According to Windows documentation.
“This attribute is used for access checks to determine if a requester has permission to act on behalf of other identities on services running as this account.”
Ref: https://docs.microsoft.com/en-us/windows/win32/adschema/a-msds-allowedtoactonbehalfofotheridentity
For the sake of simplicity, we will define this property as the ability of a domain host to interact with it on behalf of another host, this interaction includes requesting Kerberos access tickets.
So, I can modify the property of the SOPORTE01 host, indicating that another host has the privileges to request Kerberos tickets on behalf of SOPORTE01.
For this case, we will create a new computer in the internal domain through the command line, since by default, in a standard Active Directory installation, any registered user can add up to 10 computers to the internal domain (MS-DS-Machine-Account-Quota ownership of the users).
Exploitation through Kali Linux
Using the impacket suite, the max.power user can create a new domain joined computer called jsecrbcd.
Now, since max.power has GenericAll privileges over SOPORTE01, we’ll modify its properties indicating that our new host, jsecrbcd, can impersonate users through S4U2Proxy on SOPORTE01.
Because of the privileges the user has, the attack was successful, indicating that the machine account jsecrbcd$ can be used to forge Kerberos tickets.
We’ll use the machine account to forge a kerberos ticket, impersonating the Administrator domain user, which is why it’s important to know the machine account password.
We export the ticket and validate it.
This way, we can get a valid kerberos session as a domain admin, but only on the SOPORTE01 host.
The first step of the exploitation chain is done, and we have the NTLM hash for the SOPORTE01 host, so now we can exploit the second RCBD attack path on the TECNOLOGIA01 host and obtain domain admin privileges.
To confirm that the obtained NTLM hash is valid, we successfully authenticate to the domain controller with the machine account.
Its a machine account, so it has low privileges over the domain, however, since its also considered a domain user, it can also add up to 10 hosts to the domain.
We use the machine account SOPORTE01$ to create another machine jsecrbcd2.
We execute the RBCD attack using the SOPORTE01$ account towards the TECNOLOGIA01 host since the first has write privileges over the second.

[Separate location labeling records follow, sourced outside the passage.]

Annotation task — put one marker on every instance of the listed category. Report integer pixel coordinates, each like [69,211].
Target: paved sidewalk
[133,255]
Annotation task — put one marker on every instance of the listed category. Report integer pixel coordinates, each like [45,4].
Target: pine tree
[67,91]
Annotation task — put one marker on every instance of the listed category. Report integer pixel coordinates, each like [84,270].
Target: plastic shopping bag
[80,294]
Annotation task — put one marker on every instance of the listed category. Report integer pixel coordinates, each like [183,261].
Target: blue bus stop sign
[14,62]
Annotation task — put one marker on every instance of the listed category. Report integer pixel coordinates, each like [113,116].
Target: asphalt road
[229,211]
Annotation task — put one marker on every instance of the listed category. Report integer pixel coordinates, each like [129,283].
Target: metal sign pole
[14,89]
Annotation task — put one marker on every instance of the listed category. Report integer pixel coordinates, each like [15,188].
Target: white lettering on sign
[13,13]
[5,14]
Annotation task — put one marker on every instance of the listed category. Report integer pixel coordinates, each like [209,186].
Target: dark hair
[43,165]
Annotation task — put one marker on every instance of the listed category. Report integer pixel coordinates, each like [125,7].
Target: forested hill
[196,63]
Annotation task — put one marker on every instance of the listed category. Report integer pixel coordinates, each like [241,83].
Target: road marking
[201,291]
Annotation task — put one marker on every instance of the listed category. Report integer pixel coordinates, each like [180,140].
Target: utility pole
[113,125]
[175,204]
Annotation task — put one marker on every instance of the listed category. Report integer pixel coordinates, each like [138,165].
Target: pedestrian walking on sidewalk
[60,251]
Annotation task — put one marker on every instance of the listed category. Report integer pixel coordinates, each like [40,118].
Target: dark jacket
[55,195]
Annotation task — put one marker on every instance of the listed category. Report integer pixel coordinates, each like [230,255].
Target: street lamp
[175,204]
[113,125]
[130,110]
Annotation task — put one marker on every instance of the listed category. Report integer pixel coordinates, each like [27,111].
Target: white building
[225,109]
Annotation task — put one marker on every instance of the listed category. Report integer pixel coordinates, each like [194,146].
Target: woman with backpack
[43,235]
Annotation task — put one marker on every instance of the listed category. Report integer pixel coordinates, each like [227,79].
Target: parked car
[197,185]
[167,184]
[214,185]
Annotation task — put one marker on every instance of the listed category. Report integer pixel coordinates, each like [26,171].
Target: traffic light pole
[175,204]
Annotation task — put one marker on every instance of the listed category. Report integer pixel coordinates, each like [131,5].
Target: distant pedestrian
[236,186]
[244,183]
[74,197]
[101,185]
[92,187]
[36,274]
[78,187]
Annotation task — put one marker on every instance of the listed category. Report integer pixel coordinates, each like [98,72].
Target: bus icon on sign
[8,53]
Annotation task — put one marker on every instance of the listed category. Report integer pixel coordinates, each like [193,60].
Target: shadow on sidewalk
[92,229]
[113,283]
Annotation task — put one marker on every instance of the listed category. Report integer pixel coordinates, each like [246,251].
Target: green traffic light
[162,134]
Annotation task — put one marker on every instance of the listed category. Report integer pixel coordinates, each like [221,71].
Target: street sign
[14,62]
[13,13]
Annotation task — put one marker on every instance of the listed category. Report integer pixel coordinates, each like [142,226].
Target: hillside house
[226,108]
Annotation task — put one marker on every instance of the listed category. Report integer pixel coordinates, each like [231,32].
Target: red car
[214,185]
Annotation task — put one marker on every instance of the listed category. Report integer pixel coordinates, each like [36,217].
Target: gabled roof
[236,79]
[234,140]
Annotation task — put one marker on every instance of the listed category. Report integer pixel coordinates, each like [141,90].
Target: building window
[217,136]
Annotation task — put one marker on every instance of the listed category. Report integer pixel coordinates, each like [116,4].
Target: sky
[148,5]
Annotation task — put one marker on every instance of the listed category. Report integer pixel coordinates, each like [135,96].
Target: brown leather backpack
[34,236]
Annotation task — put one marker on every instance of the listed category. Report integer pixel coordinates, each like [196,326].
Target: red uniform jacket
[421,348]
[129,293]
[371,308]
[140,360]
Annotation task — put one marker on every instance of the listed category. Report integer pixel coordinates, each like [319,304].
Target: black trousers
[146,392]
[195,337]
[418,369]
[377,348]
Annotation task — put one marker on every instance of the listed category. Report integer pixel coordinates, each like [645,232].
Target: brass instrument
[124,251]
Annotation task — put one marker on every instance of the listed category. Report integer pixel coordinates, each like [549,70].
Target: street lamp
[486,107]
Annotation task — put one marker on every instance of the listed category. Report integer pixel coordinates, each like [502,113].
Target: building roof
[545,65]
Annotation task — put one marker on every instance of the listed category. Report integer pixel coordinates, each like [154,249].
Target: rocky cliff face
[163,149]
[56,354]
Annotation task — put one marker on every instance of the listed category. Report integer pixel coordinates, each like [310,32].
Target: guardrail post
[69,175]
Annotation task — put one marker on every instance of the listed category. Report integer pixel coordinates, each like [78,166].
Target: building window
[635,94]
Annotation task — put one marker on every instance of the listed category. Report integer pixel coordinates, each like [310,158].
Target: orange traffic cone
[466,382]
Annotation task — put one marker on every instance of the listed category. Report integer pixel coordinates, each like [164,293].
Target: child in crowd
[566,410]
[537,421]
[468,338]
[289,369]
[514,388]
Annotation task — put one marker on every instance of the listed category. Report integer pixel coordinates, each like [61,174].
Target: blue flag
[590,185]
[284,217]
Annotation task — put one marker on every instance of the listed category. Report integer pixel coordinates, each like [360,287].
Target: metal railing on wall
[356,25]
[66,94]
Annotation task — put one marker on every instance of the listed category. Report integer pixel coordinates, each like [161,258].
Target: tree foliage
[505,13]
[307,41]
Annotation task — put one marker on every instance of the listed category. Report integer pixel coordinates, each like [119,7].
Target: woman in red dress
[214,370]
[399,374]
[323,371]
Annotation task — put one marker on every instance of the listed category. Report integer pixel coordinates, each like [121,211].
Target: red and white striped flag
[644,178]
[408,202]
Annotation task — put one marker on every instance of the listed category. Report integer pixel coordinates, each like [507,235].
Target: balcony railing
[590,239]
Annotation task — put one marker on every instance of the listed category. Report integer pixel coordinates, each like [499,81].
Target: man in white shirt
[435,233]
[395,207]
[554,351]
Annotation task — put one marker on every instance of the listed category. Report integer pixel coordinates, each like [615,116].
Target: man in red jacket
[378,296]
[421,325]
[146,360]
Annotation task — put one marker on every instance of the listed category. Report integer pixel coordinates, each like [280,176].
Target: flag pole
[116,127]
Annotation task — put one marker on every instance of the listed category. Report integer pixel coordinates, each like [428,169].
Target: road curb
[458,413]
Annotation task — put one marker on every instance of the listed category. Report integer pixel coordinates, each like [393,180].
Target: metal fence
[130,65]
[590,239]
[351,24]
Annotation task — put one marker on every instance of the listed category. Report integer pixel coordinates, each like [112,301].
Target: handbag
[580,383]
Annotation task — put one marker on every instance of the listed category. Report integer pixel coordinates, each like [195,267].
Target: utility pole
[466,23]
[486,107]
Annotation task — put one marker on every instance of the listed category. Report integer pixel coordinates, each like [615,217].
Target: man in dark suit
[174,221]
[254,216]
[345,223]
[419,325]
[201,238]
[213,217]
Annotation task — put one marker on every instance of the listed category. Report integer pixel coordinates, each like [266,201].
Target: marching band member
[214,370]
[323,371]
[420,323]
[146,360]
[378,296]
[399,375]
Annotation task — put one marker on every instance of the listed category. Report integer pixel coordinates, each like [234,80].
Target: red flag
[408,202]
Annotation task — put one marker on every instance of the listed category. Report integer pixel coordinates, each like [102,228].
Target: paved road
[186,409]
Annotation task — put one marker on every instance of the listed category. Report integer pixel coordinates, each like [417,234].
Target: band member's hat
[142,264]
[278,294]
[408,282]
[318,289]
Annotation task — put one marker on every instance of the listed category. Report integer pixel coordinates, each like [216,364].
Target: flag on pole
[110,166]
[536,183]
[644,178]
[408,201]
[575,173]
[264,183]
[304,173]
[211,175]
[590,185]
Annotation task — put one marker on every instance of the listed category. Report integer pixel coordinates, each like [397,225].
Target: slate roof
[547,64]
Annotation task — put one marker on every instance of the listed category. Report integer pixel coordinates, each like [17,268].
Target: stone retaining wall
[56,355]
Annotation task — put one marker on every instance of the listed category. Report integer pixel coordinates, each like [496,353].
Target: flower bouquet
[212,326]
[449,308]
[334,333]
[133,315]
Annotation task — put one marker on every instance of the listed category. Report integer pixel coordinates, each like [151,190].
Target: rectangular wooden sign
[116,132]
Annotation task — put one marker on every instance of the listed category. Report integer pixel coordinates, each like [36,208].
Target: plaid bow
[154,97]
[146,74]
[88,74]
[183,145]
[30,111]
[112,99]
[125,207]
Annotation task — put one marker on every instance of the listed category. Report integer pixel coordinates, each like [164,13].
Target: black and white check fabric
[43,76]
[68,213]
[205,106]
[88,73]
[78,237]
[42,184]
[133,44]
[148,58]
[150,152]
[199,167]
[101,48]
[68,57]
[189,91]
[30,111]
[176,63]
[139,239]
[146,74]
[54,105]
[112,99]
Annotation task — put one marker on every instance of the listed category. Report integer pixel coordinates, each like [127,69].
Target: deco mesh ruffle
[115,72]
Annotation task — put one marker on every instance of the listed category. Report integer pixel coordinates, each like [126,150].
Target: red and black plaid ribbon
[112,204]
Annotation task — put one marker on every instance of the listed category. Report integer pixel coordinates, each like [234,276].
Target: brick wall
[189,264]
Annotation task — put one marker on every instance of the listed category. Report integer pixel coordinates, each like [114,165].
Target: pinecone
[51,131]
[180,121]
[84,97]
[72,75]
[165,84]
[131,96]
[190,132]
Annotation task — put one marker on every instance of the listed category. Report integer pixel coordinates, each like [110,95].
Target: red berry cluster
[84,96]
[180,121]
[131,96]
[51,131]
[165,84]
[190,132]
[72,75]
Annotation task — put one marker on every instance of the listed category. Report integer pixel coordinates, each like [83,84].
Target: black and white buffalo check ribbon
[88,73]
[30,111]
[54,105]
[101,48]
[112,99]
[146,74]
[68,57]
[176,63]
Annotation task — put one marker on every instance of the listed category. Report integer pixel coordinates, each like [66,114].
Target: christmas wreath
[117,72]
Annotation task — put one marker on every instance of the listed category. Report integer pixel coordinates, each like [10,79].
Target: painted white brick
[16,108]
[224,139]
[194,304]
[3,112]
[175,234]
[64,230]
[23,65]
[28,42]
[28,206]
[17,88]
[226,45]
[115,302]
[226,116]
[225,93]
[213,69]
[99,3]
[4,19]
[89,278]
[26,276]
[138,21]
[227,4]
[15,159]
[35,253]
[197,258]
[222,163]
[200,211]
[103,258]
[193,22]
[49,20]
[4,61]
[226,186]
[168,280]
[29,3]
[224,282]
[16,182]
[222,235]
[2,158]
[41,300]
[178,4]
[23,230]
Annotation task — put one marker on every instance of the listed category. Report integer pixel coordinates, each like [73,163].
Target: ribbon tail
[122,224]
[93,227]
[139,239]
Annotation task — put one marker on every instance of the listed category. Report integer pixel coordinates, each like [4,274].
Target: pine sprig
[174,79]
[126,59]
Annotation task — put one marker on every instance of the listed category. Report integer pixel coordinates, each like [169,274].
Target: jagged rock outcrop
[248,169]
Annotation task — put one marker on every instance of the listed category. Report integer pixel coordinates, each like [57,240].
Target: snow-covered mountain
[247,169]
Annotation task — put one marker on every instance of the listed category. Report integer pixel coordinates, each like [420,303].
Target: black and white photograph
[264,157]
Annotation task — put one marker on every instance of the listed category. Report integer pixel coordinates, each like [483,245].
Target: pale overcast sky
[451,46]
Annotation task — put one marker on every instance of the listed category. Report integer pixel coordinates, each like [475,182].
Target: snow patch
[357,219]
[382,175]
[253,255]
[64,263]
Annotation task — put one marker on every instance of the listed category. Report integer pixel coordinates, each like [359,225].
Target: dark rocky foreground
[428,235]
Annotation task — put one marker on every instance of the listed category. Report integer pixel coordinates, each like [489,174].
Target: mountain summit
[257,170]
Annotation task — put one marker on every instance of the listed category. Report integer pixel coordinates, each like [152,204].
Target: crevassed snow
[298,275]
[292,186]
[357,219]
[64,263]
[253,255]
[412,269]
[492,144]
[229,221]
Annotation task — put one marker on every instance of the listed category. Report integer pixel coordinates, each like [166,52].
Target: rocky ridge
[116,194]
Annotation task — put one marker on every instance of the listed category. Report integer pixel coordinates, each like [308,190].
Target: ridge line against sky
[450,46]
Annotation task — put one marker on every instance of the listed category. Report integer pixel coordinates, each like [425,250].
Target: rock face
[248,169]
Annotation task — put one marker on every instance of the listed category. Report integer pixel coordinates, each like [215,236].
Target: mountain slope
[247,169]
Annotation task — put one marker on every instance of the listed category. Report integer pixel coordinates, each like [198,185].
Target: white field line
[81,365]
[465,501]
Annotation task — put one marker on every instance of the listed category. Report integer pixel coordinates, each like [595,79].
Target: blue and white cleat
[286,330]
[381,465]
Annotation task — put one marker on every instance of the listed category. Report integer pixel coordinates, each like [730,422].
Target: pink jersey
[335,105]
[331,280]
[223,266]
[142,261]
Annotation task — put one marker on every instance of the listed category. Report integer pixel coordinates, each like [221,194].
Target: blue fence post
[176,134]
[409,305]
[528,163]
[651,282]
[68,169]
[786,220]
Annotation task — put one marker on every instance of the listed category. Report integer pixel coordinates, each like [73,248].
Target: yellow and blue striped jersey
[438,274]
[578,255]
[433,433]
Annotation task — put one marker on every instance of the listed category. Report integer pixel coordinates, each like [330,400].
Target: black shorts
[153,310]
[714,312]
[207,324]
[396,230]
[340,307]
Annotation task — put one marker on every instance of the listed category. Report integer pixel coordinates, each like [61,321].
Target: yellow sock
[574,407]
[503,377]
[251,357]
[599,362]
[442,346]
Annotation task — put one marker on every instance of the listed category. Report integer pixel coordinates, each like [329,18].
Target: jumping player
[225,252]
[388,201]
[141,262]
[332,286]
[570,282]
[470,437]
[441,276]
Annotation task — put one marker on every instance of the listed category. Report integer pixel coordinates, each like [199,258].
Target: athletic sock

The delegation permissions were added correctly, so the newly created machine account jsecrbcd2 can now impersonate users on the TECNOLOGIA01 host.
We forge the kerberos ticket impersonating the domain administrator on the TECNOLOGIA01 host.
The ticket is valid and we get administrative privileges over the TECNOLOGIA01 host.
This way, we obtain the NTLM hash for the machine account that belongs to the Domain Admins group, giving us control over the internal domain.
We can use the NTLM hash to DCSYNC using the machine account TECNOLOGIA01$.
TARGETED KERBEROASTING EXPLOITATION PATH.
The exploitation path is the following one.
Since we assumed the max.power user compromise, we can use it to create an SPN ticket for the jsec user and try to crack its password.
We can use a python script that automates the whole procedure called targetedkerberoast.py
https://github.com/ShutdownRepo/targetedKerberoast
The success of the attack depends on the password set for the jsec user.
Once we execute the tool, we can see in the verbosity messages that the SPN ticket was added successfully and the respective hash, after it prints it, the ticket is automatically deleted.
Since the password is pretty common, we get the credential almost immediately.
Validating the credential on the domain controller, we confirm the administrative access.
Although this type of attacks are not so common in real environments, there are very specific cases where they can be viable, I recently had two projects in which it was possible to exploit these points to access certain servers considered critical, an important point to consider is that the security configuration of a domain becomes of equal importance to the security patches installed and controls implemented.